BANDUNG, infobdg.com – PT Indosat Tbk (Indosat Ooredoo Hutchison/IOH) mencatat pertumbuhan kinerja keuangan dua digit sepanjang semester pertama 2026. Perusahaan membukukan pendapatan sebesar Rp30,7 triliun atau naik 13,1 persen dibanding periode yang sama tahun lalu.

Tak hanya itu, laba operasional sebelum penyusutan dan amortisasi (EBITDA) juga tumbuh 14 persen menjadi Rp14,6 triliun, dengan margin EBITDA mencapai 47,6 persen. Sementara laba bersih yang dinormalisasi melonjak 49,2 persen secara tahunan menjadi Rp3,2 triliun.

President Director and Chief Executive Officer Indosat Ooredoo Hutchison, Vikram Sinha

President Director and Chief Executive Officer Indosat Ooredoo Hutchison, Vikram Sinha, mengatakan capaian tersebut menunjukkan strategi transformasi perusahaan menuju bisnis berbasis kecerdasan buatan (Artificial Intelligence/AI) mulai memberikan hasil positif.

“AI North Star kami mendorong pertumbuhan nilai jangka panjang dengan mentransformasi Indosat dari penyedia konektivitas menjadi perusahaan teknologi berbasis AI. Pertumbuhan double digit yang kami capai menjadi bukti kuat bahwa strategi kami berjalan baik sekaligus mencerminkan momentum positif dari perjalanan transformasi kami,” ujar Vikram.

Di sisi operasional, trafik data pelanggan meningkat 19,9 persen dibanding tahun sebelumnya. Kenaikan itu turut mendongkrak Average Revenue Per User (ARPU) sebesar 17,3 persen menjadi Rp46 ribu, dengan jumlah pelanggan seluler yang kini mencapai 93,4 juta.

Menurut Vikram, peningkatan tersebut didorong oleh semakin banyaknya layanan berbasis AI yang digunakan pelanggan, mulai dari fitur Anti-Spam dan Anti-Scam, Sahabat-AI, Gemini AI, hingga Adobe Express yang terintegrasi dalam ekosistem layanan Indosat.
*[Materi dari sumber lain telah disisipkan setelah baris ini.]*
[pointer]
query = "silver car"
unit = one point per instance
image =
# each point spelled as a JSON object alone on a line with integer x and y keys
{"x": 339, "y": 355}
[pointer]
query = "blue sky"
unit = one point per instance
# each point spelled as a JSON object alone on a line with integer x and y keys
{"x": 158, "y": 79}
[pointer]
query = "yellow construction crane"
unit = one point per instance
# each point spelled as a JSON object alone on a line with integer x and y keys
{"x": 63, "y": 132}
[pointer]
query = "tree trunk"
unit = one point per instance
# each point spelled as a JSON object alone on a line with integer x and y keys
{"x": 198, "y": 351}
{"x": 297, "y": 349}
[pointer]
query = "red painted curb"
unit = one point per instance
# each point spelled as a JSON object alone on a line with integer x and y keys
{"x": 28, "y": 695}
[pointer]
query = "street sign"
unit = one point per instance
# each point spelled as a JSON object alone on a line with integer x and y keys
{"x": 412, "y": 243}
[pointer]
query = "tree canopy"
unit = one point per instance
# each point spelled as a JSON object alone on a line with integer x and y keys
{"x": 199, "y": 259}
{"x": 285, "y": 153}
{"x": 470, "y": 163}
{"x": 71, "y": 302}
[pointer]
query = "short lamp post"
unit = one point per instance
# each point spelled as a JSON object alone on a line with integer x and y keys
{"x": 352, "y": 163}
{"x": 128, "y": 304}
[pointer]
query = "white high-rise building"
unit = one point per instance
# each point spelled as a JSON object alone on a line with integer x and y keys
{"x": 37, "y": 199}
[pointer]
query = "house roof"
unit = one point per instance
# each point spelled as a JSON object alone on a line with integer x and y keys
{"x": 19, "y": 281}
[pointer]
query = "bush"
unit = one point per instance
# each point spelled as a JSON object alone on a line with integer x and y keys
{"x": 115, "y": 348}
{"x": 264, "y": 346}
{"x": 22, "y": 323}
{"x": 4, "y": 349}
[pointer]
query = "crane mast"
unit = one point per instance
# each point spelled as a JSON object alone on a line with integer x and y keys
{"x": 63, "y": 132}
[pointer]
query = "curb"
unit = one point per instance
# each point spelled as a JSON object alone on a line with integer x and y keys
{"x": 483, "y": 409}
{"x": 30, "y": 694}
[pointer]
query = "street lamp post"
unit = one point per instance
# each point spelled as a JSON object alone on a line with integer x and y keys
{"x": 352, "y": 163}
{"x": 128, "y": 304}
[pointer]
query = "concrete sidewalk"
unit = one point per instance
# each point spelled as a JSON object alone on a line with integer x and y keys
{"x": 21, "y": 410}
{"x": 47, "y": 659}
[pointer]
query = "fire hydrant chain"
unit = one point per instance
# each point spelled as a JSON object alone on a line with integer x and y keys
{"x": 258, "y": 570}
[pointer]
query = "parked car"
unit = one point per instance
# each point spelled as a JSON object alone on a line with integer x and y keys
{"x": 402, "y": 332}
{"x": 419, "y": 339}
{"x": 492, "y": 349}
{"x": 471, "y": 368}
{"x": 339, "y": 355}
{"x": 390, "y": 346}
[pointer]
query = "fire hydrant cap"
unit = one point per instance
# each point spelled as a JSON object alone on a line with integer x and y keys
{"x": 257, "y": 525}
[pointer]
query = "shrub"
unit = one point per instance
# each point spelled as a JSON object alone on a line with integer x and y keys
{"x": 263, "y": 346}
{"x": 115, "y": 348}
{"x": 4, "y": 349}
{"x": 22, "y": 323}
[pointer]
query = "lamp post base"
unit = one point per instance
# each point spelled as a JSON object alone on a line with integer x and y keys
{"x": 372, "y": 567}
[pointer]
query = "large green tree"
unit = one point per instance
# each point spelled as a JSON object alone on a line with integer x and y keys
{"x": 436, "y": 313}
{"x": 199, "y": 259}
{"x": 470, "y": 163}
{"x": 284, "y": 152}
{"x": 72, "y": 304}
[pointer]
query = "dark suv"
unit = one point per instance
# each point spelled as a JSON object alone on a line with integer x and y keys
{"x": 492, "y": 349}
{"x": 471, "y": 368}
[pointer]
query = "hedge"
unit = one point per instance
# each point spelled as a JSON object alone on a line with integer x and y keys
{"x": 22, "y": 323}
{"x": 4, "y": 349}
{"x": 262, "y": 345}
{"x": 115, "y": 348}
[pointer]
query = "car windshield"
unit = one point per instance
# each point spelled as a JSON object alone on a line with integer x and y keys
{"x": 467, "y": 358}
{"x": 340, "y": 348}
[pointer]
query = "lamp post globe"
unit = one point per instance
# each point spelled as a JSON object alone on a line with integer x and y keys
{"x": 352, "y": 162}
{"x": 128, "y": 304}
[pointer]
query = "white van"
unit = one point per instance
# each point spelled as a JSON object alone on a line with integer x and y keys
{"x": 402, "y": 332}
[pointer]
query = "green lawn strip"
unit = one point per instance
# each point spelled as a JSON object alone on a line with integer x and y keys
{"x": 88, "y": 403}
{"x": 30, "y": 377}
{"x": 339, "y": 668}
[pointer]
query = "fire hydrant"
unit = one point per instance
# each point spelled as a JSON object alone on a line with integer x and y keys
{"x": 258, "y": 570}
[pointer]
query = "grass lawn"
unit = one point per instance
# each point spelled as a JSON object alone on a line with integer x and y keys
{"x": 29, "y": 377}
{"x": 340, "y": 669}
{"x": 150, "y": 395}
Selain mencatat pertumbuhan bisnis inti, Indosat juga memperkuat fondasi investasi jangka panjang. Salah satunya melalui pembentukan PT Infra Fiber Teknologi (IFT) bersama Arsari Group yang mengelola lebih dari 86 ribu kilometer jaringan serat optik nasional.

Melalui langkah tersebut, perusahaan memperoleh dana sekitar Rp11,7 triliun sekaligus menerapkan model bisnis yang lebih ringan aset (asset-light). Dana tersebut akan dimanfaatkan untuk mempercepat investasi pada bisnis teknologi, termasuk pengembangan AI Cloud dan jaringan generasi kelima.

Sepanjang semester pertama 2026, bisnis AI Cloud Indosat mencatat pendapatan sebesar 33 juta dolar Amerika Serikat, melampaui total pendapatan sepanjang 2025 yang mencapai 28 juta dolar Amerika Serikat. Kinerja ini menunjukkan meningkatnya kebutuhan industri terhadap layanan infrastruktur AI di Indonesia.

Untuk memperkuat layanan digital, Indosat juga memperoleh tambahan spektrum frekuensi 700 MHz dan 2,6 GHz dengan total lebar pita 80 MHz. Tambahan spektrum tersebut akan meningkatkan kapasitas jaringan sekaligus mempercepat pengembangan layanan Indosat5G, termasuk Fixed Wireless Access (FWA).

Di luar aspek bisnis, Indosat juga menegaskan komitmennya terhadap keberlanjutan. Optimalisasi jaringan berbasis AI dan sistem pengelolaan energi berhasil menekan intensitas emisi karbon hingga 50,89 persen. Perusahaan juga kembali masuk dalam tiga Indeks ESG KEHATI untuk periode Juni–November 2026.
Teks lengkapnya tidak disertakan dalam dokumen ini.